Not A Dream Marriage
Bagian 7 (Bertemu Psikiater)


__ADS_3

Setelah mempertimbangkan usulan dari Sam, akhirnya seluruh keluarga setuju baik itu dari pihak Salsa atau Reza, begitupun dengan mereka berdua menyetujui untuk membawa Salsa berobat kembali.

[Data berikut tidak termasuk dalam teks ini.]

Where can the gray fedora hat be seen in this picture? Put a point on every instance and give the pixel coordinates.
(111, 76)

Pagi ini Salsa telah selesai meminta tanda tangan dosen pembimbingnya. Salsa lega akhirnya sebentar lagi ia akan menjalani sidang tugas akhir untuk menyelesaikan kuliahnya, tapi sayang ia harus mengurungkan niatnya untuk melanjutkan belajarnya meraih gelar master karena harus menjalani kembali pengobatan untuk kesembuhan trauma masa lalunya. Tentu saja Salsa tidak mau terus-menerus mengalami trauma yang berkepanjangan. Terlebih kedepannya Reza akan melamar Salsa dan mempersuntingnya sebagai Istri.


"Heiii Ca, ko bengong sih? Bae-bae lu kemaren ayam tetangga gue pada mati gara-gara bengong." Suara Anna membuyarkan lamunannya.


"Ahhh massaaa? Ayam siapa? Tetangga lu yang di Belanda? Tetangga lu kan tetangga gue juga." Salsa tertawa membuat bibir Anna menjadi maju 15cm.


Saking asyiknya berbincang-bincang Anna hampir tidak menyadari keberadaan Bang Sam. Bang Sam berjalan sudah sampai pintu kantin dan akan menghampiri Anna dan Salsa. Keberadaan Bang Sam yang tiba-tiba membuat Anna panik tak karuan.


Kenapa harus datang tiba-tiba? Sementara gue belum punya persiapan apa-apa. Anna


Bang Sam menyapa Anna membuat semua urat groginya keluar. Yang disapa hanya nyengir enggan membalas. Mendadak Salsa ingat bahwa ia melupakan satu buku yang tertinggal di meja penjaga perpustakaan. Salsa terpaksa harus meninggalkan Anna dan Bang Sam. Bagaimanapun mereka harus punya waktu berdua dan ini kesempatan bagus itulah yang dipikirkan oleh Salsa.


"Gue tinggal dulu yah Bang sebentar. Lo temenin Anna dulu."


Anna menarik-narik ujung baju Salsa, mengisyaratkan agar tidak pergi meninggalkannya berduaan dengan Bang Sam.


"Sebentar ada buku yang ketinggalan diperpustakaan tadi." Salsa langsung ngeluyur pergi meninggalkan mereka berdua. Salsa Tak menghiraukan Anna yang merengek ingin ikut.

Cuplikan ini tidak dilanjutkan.